Once a brother came to Abba Theodore of Pherme, and spent three days asking him for a word. But the Abba did not answer, and he went away sadly. So Abba Theodore’s disciple asked him: “Abba, why did you not speak to him? Look he has gone away sad.” And the old man said: “Believe me, I said nothing to him because his business is getting credit by retailing what others have said to him.”

Sayings of the Desert Fathers 8.6

This seems to me like a good place to begin—a reminder that nothing ought to be done for show. I hope that this blog never degenerates into that. However, I am keenly aware that such a temptation lies in any publishing, even (and perhaps especially) self-publishing. But what, after all, is wrong with doing things for show?

I recently graduated, possibly for the last time but I cannot say that for certain. This was the end of many years of school. Education can be a wonderful thing. I generally love it and promote it. However, while at its best encouraging critical thinking and cultivating talents, it sometimes cannot help but foster a perverse yearning for achievement. How often did I, ever the perfectionist, refine my papers? How much did I love to see an “A” at the top, an affirmation that the time and care I put into the project was noticed and appreciated? This is not to say that I was always a poor sport about less-than-stellar grades, but I know that I loved the A’s. While there is nothing wrong with yearning for success or trying to put forth my best effort and reach the highest mark, there is also something deceptive about it.

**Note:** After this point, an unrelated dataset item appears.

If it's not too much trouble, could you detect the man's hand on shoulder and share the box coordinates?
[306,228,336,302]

For every A, students receive compliments for a job well done. What they don’t (typically) receive is far more valuable: criticism. I do not intend this post to be an apologia for the professor who never gives A’s on principle but rather simply to point out that A’s actually, in a way, are devoid of content. They do not, generally, tell us how we can improve. They can give us the impression that we have already arrived. But is there ever anyone, even an expert of a particular field, who has nothing more to learn? As Epictetus said, “[I]t is impossible for any one to begin to learn what he thinks that he already knows.” Even, I would add, the person who truly knows quite a lot.

Hopefully, in the future, I will learn to yearn for criticism and fear the false contentment of compliments. How much better is it for someone to point out what I don’t know than to praise me for what little I do know? What a gift! It ought to be received with gratitude, but my gut so often pushes me toward resentment. Lord have mercy. One day—and one criticism—at a time.